Our Principal often says, “Coal under pressure turns into diamonds.” CRSM students embrace that. We never want stress to be so great that it overwhelms, but a manageable amount can motivate and energize. Our students appear to have found that sweet spot. I remember exam week when I was in school: hallways littered with the pages of post-test outlines and notes, snack wrappers, and general jetsam from emptying lockers before break. Not the case at CRSM. The hallways were remarkably clean and students (for the most part) smiling and friendly, as usual.
While we sprinted through that week, our students impressed us not only with their composure under the stress of finals, but also with their determination to continue community service work right up to the holidays.

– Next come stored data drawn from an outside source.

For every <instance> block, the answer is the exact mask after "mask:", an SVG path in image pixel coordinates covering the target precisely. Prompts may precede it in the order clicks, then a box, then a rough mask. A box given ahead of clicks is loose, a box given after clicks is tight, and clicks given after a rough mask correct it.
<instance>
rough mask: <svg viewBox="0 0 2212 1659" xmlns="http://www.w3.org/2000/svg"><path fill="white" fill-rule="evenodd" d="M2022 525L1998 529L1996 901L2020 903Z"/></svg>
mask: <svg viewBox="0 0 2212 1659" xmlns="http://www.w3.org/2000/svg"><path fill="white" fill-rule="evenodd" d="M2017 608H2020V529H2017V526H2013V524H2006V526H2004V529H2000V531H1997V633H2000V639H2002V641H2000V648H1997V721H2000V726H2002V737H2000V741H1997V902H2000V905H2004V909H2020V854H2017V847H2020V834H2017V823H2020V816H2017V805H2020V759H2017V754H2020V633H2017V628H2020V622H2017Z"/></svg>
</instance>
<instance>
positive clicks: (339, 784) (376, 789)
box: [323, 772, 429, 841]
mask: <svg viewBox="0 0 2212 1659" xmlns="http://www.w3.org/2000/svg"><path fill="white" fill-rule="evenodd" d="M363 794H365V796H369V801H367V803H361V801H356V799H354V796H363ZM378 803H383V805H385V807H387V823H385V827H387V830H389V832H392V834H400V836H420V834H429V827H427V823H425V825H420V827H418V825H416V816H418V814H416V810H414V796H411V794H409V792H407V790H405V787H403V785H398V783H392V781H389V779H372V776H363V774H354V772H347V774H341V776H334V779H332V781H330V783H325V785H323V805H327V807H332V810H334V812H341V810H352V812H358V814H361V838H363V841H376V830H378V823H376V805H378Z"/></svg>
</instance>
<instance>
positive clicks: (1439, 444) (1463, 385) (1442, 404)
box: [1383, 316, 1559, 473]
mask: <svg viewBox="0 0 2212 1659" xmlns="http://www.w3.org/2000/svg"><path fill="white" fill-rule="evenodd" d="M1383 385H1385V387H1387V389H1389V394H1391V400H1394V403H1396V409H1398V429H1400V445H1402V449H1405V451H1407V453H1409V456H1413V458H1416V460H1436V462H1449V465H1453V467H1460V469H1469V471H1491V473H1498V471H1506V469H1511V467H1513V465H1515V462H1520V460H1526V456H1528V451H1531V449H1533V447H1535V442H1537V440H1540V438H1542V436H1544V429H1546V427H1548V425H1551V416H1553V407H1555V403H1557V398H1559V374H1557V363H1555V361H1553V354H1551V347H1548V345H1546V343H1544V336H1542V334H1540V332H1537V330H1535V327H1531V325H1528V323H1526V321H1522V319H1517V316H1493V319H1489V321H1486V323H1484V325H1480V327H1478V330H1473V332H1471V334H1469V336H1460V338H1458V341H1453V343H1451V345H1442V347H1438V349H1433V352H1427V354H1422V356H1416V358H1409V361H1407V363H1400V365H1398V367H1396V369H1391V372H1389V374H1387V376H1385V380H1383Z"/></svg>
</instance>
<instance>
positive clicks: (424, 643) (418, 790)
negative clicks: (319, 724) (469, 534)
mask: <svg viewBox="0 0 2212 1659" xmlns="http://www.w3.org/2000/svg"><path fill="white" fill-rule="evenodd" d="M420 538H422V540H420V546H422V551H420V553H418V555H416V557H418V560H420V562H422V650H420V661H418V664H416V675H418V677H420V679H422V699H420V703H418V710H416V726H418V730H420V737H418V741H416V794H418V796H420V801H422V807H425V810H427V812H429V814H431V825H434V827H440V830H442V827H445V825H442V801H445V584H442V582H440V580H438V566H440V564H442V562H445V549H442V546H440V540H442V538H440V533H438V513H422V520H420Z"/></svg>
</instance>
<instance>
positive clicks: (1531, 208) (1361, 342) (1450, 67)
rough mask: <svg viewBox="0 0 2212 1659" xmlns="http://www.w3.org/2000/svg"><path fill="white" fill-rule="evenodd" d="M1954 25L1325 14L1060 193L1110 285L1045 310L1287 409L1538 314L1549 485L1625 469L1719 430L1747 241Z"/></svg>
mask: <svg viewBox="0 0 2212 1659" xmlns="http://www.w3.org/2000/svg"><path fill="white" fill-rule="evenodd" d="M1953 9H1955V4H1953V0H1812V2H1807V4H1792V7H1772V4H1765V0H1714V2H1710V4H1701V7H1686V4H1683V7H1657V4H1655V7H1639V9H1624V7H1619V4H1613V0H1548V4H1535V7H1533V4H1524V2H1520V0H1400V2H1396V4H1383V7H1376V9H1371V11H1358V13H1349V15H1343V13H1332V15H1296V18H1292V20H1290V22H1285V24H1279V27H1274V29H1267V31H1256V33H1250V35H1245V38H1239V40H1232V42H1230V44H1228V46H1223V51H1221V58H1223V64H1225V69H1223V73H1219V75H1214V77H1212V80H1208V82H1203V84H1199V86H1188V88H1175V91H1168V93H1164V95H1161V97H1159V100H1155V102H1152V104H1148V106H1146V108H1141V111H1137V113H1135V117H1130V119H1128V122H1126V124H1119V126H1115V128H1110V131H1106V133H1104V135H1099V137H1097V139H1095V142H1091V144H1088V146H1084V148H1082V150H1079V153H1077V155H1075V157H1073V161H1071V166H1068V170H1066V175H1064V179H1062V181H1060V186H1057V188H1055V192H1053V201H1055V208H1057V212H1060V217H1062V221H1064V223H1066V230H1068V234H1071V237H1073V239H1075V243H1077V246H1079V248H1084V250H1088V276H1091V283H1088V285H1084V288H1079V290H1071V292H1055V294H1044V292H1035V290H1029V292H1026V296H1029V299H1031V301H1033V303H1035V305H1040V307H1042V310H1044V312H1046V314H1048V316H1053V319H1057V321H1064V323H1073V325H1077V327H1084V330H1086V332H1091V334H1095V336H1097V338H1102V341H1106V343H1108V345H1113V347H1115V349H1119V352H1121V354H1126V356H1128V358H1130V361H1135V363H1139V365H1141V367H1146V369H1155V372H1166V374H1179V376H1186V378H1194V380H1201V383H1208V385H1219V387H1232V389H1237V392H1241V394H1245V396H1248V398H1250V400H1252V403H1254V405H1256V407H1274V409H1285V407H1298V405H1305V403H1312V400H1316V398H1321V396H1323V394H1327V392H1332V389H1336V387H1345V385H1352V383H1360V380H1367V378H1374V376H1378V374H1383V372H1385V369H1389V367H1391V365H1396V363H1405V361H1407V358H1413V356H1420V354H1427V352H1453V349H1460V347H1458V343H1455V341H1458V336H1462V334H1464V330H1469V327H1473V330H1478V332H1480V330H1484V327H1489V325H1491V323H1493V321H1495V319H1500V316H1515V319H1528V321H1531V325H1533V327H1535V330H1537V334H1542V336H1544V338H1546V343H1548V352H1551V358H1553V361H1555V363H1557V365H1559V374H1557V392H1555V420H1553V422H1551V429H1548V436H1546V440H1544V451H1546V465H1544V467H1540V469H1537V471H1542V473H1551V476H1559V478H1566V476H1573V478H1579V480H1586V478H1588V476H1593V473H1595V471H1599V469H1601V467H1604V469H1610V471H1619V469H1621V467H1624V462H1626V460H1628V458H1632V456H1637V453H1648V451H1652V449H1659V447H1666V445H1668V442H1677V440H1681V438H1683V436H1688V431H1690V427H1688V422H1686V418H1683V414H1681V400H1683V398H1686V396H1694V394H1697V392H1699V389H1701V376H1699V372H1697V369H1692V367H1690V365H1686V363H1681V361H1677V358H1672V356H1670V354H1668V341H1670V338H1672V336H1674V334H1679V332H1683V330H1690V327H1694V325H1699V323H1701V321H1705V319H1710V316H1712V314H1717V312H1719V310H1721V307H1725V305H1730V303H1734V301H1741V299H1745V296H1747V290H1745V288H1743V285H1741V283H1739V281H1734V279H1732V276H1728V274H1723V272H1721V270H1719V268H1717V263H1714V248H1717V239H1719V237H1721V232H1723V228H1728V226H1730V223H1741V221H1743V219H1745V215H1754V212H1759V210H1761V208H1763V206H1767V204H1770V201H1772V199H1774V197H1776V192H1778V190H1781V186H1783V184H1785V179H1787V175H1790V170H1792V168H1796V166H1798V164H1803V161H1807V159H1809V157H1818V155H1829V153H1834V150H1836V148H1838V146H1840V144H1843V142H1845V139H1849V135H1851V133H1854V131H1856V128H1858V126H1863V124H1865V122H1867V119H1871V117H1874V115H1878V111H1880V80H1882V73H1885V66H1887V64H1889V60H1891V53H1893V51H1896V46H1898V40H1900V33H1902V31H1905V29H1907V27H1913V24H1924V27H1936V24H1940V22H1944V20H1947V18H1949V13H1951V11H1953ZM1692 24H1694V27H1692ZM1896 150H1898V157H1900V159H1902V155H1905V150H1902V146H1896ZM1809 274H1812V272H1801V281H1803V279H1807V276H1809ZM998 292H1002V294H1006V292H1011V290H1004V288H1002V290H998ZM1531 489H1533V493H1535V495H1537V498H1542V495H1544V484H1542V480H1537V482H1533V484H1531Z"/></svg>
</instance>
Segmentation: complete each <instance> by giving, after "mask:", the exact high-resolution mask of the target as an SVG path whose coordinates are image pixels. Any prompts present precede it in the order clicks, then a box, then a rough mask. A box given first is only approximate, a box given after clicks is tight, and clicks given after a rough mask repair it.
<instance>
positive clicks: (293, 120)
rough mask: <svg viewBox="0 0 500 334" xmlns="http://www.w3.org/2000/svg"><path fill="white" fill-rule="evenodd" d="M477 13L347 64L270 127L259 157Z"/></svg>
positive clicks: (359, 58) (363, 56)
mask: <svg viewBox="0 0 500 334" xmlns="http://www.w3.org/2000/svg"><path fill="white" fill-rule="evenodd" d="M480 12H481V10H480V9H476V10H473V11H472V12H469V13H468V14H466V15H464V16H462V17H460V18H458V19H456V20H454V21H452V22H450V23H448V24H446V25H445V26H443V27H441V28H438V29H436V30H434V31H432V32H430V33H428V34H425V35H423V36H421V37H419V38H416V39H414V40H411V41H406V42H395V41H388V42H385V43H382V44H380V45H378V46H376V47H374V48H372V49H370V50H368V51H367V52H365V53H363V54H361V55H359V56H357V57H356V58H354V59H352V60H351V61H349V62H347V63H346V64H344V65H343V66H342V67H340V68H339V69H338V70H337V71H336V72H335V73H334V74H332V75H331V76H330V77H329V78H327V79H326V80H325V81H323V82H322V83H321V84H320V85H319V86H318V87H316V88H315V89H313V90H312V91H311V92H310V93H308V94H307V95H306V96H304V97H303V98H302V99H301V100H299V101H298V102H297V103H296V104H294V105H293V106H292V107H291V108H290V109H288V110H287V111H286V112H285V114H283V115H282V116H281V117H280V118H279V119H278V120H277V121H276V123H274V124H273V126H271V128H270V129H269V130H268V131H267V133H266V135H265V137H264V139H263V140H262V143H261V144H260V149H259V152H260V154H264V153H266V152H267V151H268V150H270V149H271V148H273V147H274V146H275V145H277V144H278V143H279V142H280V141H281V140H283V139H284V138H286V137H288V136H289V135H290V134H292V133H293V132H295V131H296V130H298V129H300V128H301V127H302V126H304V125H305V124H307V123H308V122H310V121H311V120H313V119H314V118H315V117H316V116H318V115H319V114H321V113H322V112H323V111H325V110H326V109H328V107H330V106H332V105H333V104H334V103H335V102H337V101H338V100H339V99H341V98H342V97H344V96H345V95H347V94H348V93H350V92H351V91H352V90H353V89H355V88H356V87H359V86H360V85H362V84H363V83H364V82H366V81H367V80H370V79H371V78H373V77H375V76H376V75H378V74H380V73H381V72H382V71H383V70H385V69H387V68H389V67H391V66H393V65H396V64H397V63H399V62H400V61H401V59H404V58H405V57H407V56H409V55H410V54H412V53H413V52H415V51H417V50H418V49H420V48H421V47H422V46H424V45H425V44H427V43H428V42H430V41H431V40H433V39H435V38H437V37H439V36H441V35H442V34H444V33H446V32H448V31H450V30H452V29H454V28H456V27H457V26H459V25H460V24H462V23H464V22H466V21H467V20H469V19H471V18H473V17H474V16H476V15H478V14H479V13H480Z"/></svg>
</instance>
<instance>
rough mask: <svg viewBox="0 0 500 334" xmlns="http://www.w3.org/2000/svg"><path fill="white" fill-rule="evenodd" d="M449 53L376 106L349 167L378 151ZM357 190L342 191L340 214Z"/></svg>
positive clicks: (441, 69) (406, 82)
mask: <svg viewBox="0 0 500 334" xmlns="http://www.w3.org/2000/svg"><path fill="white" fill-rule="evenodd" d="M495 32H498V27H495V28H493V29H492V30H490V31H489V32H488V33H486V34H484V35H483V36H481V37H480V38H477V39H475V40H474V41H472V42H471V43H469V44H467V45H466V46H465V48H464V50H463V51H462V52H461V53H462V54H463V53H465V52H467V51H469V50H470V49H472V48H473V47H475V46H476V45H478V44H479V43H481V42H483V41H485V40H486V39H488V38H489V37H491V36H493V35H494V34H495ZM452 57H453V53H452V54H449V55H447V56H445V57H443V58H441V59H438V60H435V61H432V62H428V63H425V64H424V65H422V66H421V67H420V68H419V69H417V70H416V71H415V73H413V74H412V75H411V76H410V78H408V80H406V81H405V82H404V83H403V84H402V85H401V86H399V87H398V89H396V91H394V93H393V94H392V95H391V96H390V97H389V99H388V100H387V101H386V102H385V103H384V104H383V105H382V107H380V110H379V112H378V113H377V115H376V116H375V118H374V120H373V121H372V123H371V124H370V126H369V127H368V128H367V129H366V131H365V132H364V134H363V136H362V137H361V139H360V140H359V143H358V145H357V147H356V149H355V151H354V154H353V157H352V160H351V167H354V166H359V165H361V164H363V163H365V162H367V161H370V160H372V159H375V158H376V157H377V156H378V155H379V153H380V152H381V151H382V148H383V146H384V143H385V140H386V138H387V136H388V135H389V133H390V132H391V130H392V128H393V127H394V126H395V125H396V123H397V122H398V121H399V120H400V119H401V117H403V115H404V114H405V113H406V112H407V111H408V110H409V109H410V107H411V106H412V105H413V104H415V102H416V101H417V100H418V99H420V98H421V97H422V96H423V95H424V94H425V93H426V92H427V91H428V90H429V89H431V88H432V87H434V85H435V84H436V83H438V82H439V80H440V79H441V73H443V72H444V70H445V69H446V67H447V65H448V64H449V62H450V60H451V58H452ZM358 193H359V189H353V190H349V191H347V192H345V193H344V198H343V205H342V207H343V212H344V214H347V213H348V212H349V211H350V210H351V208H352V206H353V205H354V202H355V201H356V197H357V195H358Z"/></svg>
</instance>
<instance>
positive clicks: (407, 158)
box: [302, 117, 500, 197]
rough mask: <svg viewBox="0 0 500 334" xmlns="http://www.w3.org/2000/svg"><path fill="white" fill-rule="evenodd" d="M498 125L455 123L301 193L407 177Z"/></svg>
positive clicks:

Each afternoon, our Campus Minister would come on the intercom and announce a bus leaving for some local non-profit – St. Anastasia’s Soup Kitchen, Northern IL Food Bank, Feed My Starving Children, etc. – encouraging students who signed up to get aboard. No difference from any other week of the school year, the buses were always filled.
Just a week earlier, led by their peers from our National Hispanic Honors Society, students celebrated “Las Posadas.” In Latin America, Las Posadas is a popular component of Advent – a song-filled, call-and-response retelling of Mary and Joseph going from inn to inn seeking shelter. Caesar Augustus had little regard for what it meant to call a census and force everyone in the empire back to their hometowns! It’s a beautiful experience, traveling with the Holy Family for the evening, being rejected time and again, only to finally experience the joy and relief of finding welcome… even if that welcome was a humble corner in the barn out back. We rejoice with the final innkeeper who said, “Look, the best I can do is a dry place with the animals, but it has a roof and some modicum of warmth.” The travelers (our saints pregnant with God by the way!), exhausted and desolate, didn’t ask for much – just some basic human charity.
Still, the other innkeepers deserve a little compassion. Think of the stress. They were likely feeling very much stuck in their circumstances. “We ‘re full-up. It’s more than we can handle. There’s too much going on. We couldn’t possibly take any more. We’re exhausted!” Sound familiar? Especially during the holidays?
All it takes to change the world is for one or two people to think beyond their present circumstances, to be motivated by the troubles of someone in front of them and get a little creative. Having the perspective to think outside of ourselves and prioritize the needs of others is no easy feat. If the Nativity means anything, it is a message of God’s desire for us to practice “radical hospitality.” We are called by faith to welcome the “stranger.” In particular, the vulnerable, the homeless, migrants and refugees. These unfortunate people did not create their situations. To vilify those caught in the middle of war, violence, economic and political upheaval and oppression, is to deny our faith… to deny that in their eyes are the eyes of Mary, and Joseph, and Christ in our world. We are in this boat together and we cannot all stop bailing until someone fixes the leak. Waiting for that, as necessary as it is, sinks us all. We somehow must find a way to do both simultaneously.
When the world is too much with us, it is really a call to find perspective, to find our humanity, to love. Our students are one little example of that – maintaining a sense of belonging to one another and the world at large despite personal stress; continuing to seek out ways to give hope to the desolate, care for the hungry, and welcome to the stranger. Even when our own worries and responsibilities try to distract us, we are called to focus on our one, true purpose in life: to love one another.
Merry Christmas! God is with us! Viva Cristo Rey!